Why do you want to do this? Because the brick might be discolored, you don’t like the brick’s original color, or the painters painted over it to disguise a flaw in the surface. Just take our word for it and apply this guide on a small scale to a corner of the brick.
2. Prepare The Brick for Cleaning
Hose the brick with warm water, or alternatively, wipe it down with warm water if working indoors. Next, use a heat gun to soften up the paint. Pay close attention to exposed edges within the brickwork.
Take your disc sander and go over the brick area. Depending on how old and thick the paint is, you might get a lot of the paint off, or you might just be lightening it up. Either way, this will help your next steps immeasurably.

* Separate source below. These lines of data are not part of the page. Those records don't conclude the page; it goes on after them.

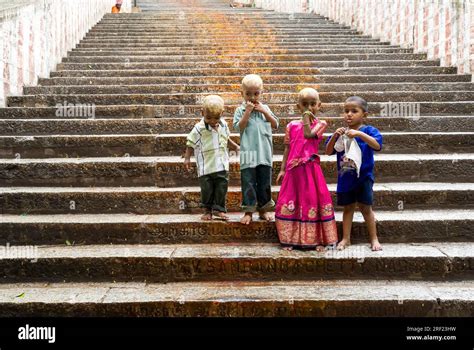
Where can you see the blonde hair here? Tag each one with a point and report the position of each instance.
(306, 92)
(252, 80)
(309, 92)
(213, 104)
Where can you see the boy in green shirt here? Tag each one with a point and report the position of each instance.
(255, 122)
(209, 139)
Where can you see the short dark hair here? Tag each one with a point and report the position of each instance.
(358, 101)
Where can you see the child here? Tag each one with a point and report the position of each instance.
(255, 122)
(356, 174)
(210, 139)
(304, 211)
(117, 7)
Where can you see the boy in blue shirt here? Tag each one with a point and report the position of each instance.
(355, 181)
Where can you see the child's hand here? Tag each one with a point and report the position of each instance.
(280, 176)
(187, 164)
(352, 133)
(339, 132)
(259, 107)
(249, 106)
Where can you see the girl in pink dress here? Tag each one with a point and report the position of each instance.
(304, 212)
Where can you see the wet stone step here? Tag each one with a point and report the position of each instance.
(151, 126)
(234, 98)
(170, 172)
(72, 146)
(341, 298)
(81, 110)
(398, 197)
(224, 262)
(228, 88)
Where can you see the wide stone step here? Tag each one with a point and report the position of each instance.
(396, 226)
(214, 27)
(222, 34)
(169, 171)
(233, 98)
(337, 298)
(239, 261)
(257, 57)
(261, 70)
(218, 37)
(245, 64)
(212, 43)
(220, 88)
(230, 46)
(29, 127)
(242, 50)
(66, 109)
(180, 200)
(72, 146)
(268, 79)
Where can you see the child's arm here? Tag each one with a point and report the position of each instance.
(332, 141)
(187, 158)
(268, 116)
(372, 142)
(233, 145)
(282, 172)
(318, 129)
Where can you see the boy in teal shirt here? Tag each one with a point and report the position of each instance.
(255, 122)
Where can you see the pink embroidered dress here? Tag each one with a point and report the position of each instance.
(304, 213)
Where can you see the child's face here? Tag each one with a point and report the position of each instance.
(311, 103)
(212, 119)
(252, 93)
(353, 114)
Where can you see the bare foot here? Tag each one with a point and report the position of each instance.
(221, 215)
(375, 245)
(207, 216)
(343, 244)
(246, 219)
(266, 216)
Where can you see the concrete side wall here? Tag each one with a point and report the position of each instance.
(36, 34)
(442, 28)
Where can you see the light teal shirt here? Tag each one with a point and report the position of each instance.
(256, 146)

3. Mix and Apply Paint Stripping Solution
In a large bucket, mix a 2:1 ratio of trisodium phosphate with warm water, or according to manufacturer instructions. Mix the solution until the TSP has completely and fully dissolved.

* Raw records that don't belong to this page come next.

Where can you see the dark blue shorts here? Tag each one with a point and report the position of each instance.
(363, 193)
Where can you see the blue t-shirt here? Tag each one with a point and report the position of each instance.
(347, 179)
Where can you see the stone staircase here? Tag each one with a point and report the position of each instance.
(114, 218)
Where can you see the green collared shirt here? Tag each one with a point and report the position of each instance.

Using your stiff nylon brush, apply the TSP to the brick and scrub the paint. As you scrub, it will flake off and reveal the brick underneath. Don’t linger on one area for too long unless the paint is just not coming off, because you don’t want to damage the brick.

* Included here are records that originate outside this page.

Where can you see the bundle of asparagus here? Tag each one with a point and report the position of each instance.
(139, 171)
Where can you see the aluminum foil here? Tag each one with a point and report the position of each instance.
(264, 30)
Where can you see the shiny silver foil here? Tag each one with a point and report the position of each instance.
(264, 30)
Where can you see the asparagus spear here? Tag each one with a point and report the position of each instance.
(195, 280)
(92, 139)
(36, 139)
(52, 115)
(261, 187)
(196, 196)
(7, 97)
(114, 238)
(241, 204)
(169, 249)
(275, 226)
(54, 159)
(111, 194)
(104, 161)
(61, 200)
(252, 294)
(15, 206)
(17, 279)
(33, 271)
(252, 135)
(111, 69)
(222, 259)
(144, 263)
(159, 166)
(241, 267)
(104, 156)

Repeat your application of TSP as necessary. Some brick is easy to clean, and some brick is much, much tougher. Repeat this step as many times as you need to.
4. Treat Stubborn Paint Stains
Because brick is very porous, chances are you’ll come across some spots where the paint has appeared to stain the brick, making it extremely tough to get off. In this case, it’s time to break out the big guns: your paint stripping agent. Acetone is popular, but paint stripping gel works too. Any cleaning agent designed to strip paint will work just the same.
Identify spots where your TSP treatment didn’t get all the paint off and apply your paint stripping agent. Use your nylon brush to scrub until you’ve successfully removed the paint and wash away the paint stripper according to manufacturer instructions.
5. Rinse and Clean Up
Now that you’ve stripped your brick surface of all its paint, you probably have a nice, big pile of paint flakes and other assorted debris. If you’re working indoors, remove your tarp and vacuum up any remaining paint debris. If working outdoors, simply pack up the tarp and move for later disposal.
The next and final step is to rinse the brick to remove any lingering debris on its surface. Outdoors, you can just spray the brick down with a hose and call it a day. If you’re indoors, though, you’ll need to wipe the brick down with a clean rag and warm water.
Dispose of your paint debris, vacuum or sweep up the area, and you’re all finished!
Although brick is tough to get paint out of, it’s possible with a little hard work and some industrial-strength chemicals. No matter why you want to strip the paint from your brick, this guide will have you well on your way.